Subsequent calls to next when the generator is exhausted will continue to raise the StopIteration exception.
It means that we can not loop twice over a generator, here is an example :
my_generator = (i for i in range(3)) # 0 to 2 included
for letter in ('a', 'b'):
print(letter)
for num in my_generator:
print(num)
print("end")
a
0
1
2
end
b
end
For the first letter, we looped on the generator values until it raised a StopIteration which indicated the for loop to stop. For the second letter, the generator immediately raised StopIteration so the loop made no iteration at all.
That's by design : generator are meant to be used only once, they generate values until they are exhausted.
Coming back to your code, I transformed your generator i**j for i in a for j in b into two loops to make it simpler to print :
def count():
a = (i for i in range(2,101))
b = (i for i in range(2,101))
for i in a:
print(f"outer loop {i=}")
for j in b:
print(f" inner loop {j=}")
count()
outer loop i=2
inner loop j=2
inner loop j=3
inner loop j=4
[...]
inner loop j=99
inner loop j=100
outer loop i=3
outer loop i=4
outer loop i=5
outer loop i=6
[...]
outer loop i=98
outer loop i=99
outer loop i=100
You can see that the first iteration for i did was expected, but not the other ones, because the j generator was already exhausted.
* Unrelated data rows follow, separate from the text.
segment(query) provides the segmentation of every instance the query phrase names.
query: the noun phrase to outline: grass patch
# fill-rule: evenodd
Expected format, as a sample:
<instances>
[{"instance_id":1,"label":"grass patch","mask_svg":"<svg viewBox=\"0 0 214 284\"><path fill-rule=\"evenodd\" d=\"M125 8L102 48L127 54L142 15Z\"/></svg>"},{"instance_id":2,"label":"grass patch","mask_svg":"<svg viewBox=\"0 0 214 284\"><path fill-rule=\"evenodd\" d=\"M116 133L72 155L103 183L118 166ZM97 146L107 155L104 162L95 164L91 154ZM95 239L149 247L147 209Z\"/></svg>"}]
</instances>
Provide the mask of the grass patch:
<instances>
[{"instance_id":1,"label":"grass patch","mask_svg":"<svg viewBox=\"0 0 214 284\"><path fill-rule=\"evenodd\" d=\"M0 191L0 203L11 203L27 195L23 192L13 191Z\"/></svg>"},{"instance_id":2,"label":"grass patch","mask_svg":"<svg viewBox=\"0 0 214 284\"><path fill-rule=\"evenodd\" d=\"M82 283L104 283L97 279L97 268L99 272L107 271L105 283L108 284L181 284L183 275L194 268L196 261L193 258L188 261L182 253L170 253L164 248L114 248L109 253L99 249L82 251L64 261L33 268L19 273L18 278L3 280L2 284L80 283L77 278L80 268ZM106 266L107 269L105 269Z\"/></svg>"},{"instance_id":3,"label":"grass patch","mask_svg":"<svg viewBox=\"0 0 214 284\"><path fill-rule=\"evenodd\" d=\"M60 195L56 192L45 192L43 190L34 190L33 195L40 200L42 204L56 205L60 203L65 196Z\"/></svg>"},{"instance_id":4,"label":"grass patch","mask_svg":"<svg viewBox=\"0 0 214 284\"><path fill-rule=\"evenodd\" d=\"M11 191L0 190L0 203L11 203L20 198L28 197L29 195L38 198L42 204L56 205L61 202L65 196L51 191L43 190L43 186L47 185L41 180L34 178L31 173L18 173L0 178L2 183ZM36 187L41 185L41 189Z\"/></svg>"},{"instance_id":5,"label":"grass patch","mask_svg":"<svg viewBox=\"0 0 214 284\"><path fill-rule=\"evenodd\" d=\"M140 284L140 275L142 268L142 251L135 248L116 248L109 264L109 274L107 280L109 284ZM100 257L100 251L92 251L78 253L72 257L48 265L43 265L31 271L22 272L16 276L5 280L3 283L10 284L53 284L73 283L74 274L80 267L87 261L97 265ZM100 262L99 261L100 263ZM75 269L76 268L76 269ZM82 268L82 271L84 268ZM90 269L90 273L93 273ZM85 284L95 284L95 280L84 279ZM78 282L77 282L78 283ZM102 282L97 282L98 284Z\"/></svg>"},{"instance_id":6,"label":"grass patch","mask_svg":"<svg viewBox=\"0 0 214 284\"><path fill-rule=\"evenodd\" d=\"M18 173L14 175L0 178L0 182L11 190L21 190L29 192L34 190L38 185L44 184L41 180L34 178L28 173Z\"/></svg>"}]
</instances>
Here are two ways to fix that problem :
def count():
a = (i for i in range(2,101))
b = tuple(i for i in range(2,101))
# ^^^^^
for i in a:
print(f"outer loop {i=}")
for j in b:
print(f" inner loop {j=}")
count()
def count():
a = (i for i in range(2,101))
# not here
for i in a:
print(f"outer loop {i=}")
# but here :
b = (i for i in range(2,101))
for j in b:
print(f" inner loop {j=}")
count()
The second solution is what is done implicitly in the version of your code that works (a**b for a in range(2,101) for b in range(2,101)) : a new range object is created at each iteration of a.
I hope it's clearer now.
Nitpick : (i for i in range(2,101)) is pretty much equivalent to simply range(2,101) because the range object is already lazy, so wrapping it in an explicit generator adds nothing.